Reports

Profits Swell At Standard Chartered In H1

Tom Burroughes Group Editor 4 August 2021

Profits Swell At Standard Chartered In H1

The banking group, which earns the bulk of its money in regions such as Asia, Africa and the Middle East, clocked up a broadly stronger set of financial results for the first six months of 2021.

Standard Chartered yesterday said that consumer, private and business banking pre-tax profit for the six months to 30 June surged by 42 per cent year-on-year to $1.821 billion. For the UK-listed banking group, underlying pre-tax profit was $2.682 billion, rising by 37 per cent.

Standard Chartered's Asia region accounted for by far the largest chunk of underlying pre-tax profit, at $2.239 billion (up 41 per cent), followed by Africa and the Middle East at $475 million (up 90 per cent), and Europe and the Americas at $337 million (down 5 per cent). 

Talking about its wealth management business, the bank said, without giving specific financial figures: “Wealth management delivered a record performance in H1 2021, with income up 23 per cent. There was a particularly strong sales performance in FX [foreign exchange], equities and structured notes with our digital investments supporting strong net new sales and assets under management growth, with income excluding bancassurance up 27 per cent.”

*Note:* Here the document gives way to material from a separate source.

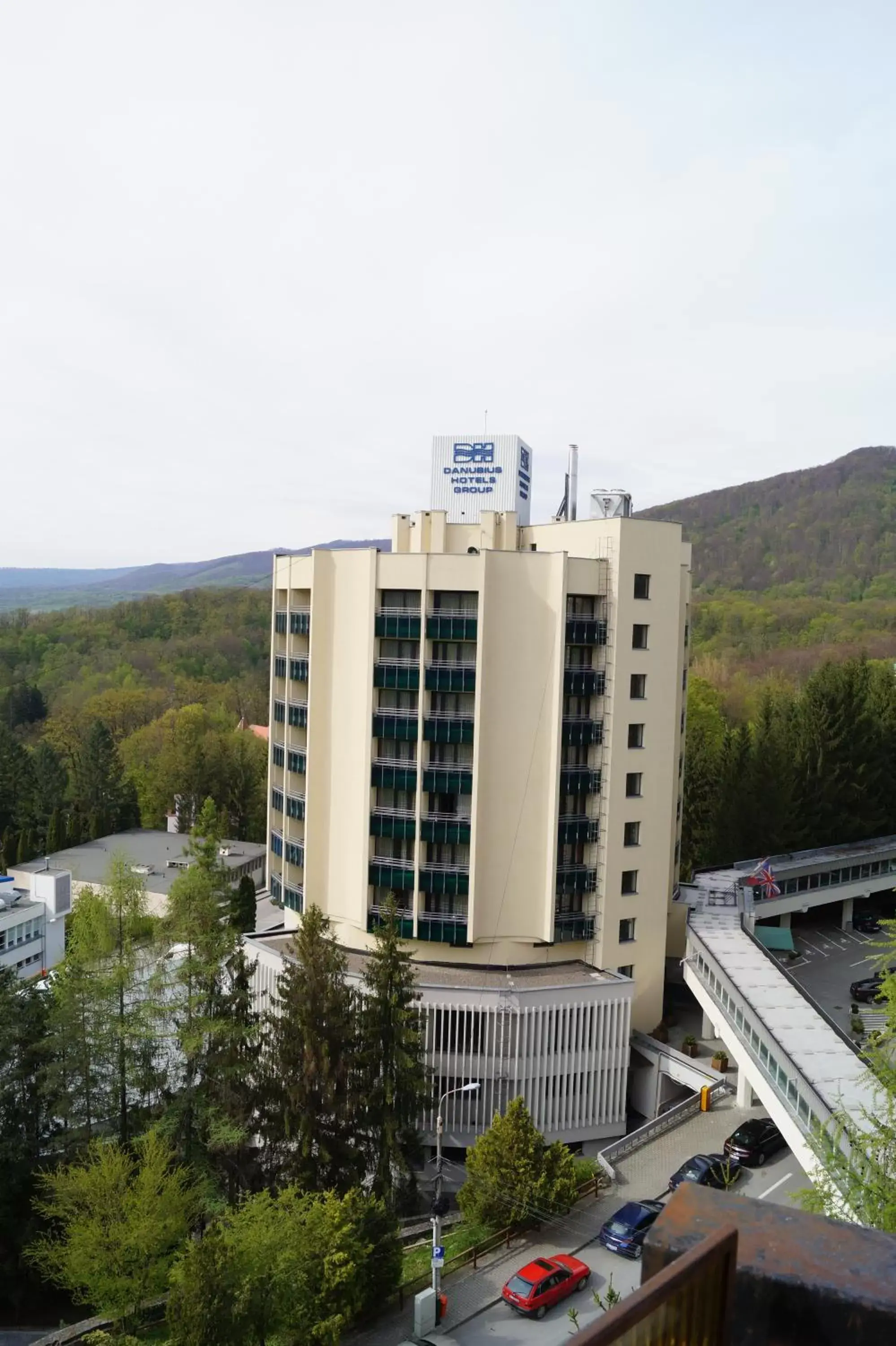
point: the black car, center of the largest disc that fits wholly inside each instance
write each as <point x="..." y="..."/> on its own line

Bancassurance income, which year-to-date is just under a quarter of total wealth management income, was 12 per cent higher reflecting earlier recognition of an annual bancassurance bonus, it said.

On an underlying basis, profit attributable to ordinary shareholders was $1.826 billion in the first six months of 2021, rising by 60 per cent on a year ago. Credit impairments of $1.556 billion a year ago swung into a net release of $47 million in H1 2021, reflecting improved financial conditions and the waning of the COVID-19 crisis. “Excluding the impact of any unforeseeable events, we expect credit impairment to remain low for the remainder of the year,” the bank said. 

Costs rose 8 per cent year-on-year to $5.1 billion, mainly caused by “normalisation of performance-related pay” and investment in transformational digital initiatives, Standard Chartered said.